Ballet dancers are known to have elegant postures. However, most of them must experience various injuries, both mild and serious. Many psychologists try to understand the factors that make professional ballet dancers suffer as seriously as athletes. Ronald Smith, a professor of psychology at the University of Washington and also the lead author of an Anxiety, Stress, and Coping journal study, said that the injury rate for ballet dancers over an eight-month period was 61%. This is comparable to the level of injury in athletes who clash sports, such as football and wrestling.
Research on injuries to ballet dancers
According to a 1988 study published on Sports Med, stated that hip injuries to ballet dancers were in 7-14.2% of all injuries sustained. And snapping hip syndrome was in 43.8% of all hip injuries. Knee injuries account for 14-20% and more than 50% are peripatellar and retropatellar problems.

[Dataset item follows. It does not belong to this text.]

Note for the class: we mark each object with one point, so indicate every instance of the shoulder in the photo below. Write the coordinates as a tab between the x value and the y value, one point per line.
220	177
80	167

These include synovial plica, medial chondromalacia, lateral patellar facet syndrome, subluxing patella, and the fat pad syndrome.

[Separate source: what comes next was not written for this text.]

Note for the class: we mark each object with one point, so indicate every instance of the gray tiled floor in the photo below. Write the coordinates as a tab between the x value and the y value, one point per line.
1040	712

The CBI Health Center divides the level of ballet dancer injuries in 3 parts of the body, namely the hands, spine and legs. Injury to the hand is the least common injury, namely with a percentage of 5-15%, spinal cord injury has a percentage of 10-17%, and the biggest injury is a foot injury with a percentage of 65-80%.
Various common injuries to ballet dancers
The following are various information from the American Academy of Pediatrics regarding general injuries to ballet and its symptoms:
1. Flexor hallucis longus tendonitis
This is inflammation of the tendon that flexes the big toe. This happens because the tendon is compressed due to relevance (tiptoe), jumping, and pointe. Symptoms are pain, tightness, and weakness along the tendon in the arch or behind the inner ankle.
2. Symptomatic os trigonum
This condition signifies a bone cut behind the ankle joint that is pinched when the big toe does support and the ankle is bent down. The symptoms experienced are pain, tightness, and bruising behind the ankle associated with relevance, pointe, and standing on the big toe.
3. Anterior talar impingement
This is a condition when the soft tissue in front of the ankle is pinched with the ankle bent upwards. Symptoms that occur are pain, tightness, pinched sensation in front of the ankles due to plié (ballet base position), jumping and landing again.
4. Sprain joint
This condition results from a rotating joint (bent inward, and most often occurs when the dancer jumps, lands or turns. The symptoms shown are pain, swelling in the outer ankle, causing instability to move sideways, and sprains more common if the dancer has experienced a previous sprain.
5. Stress fracture
The impact of repetitive stress can cause weakness in the bones, often not seen through x-rays. This condition is common in the metatarsal (front leg), tarsals (middle leg), tibia, and fibula, and sometimes also occurs in the femur, pelvis and spine. Symptoms that will occur are deep and long-lasting bone pain, related to the height of the level of activity impact, this is more common in dancers who have a deficiency of calcium or vitamin D, eating problems, and irregular periods.
6. Kneecap pain
This is a condition in which the kneecap is painful due to pressure on the knee, which is caused by the knee bending, plié, and jumping. This can make the cartilage behind the knee weaken or harden. Symptoms that occur are pain in the front knee which is aggravated by bending the knee, plié and jumping.
7. Pelvic injury
Some of the causes of this condition include snapping the tendon against the front or side of the hip. This is related to the activity of the hips, and this is sometimes caused by cartilage that tears the lining of the hip socket, which is certainly very unlikely to have been caused by a hip dislocation. You will also feel pain when your hips are bent.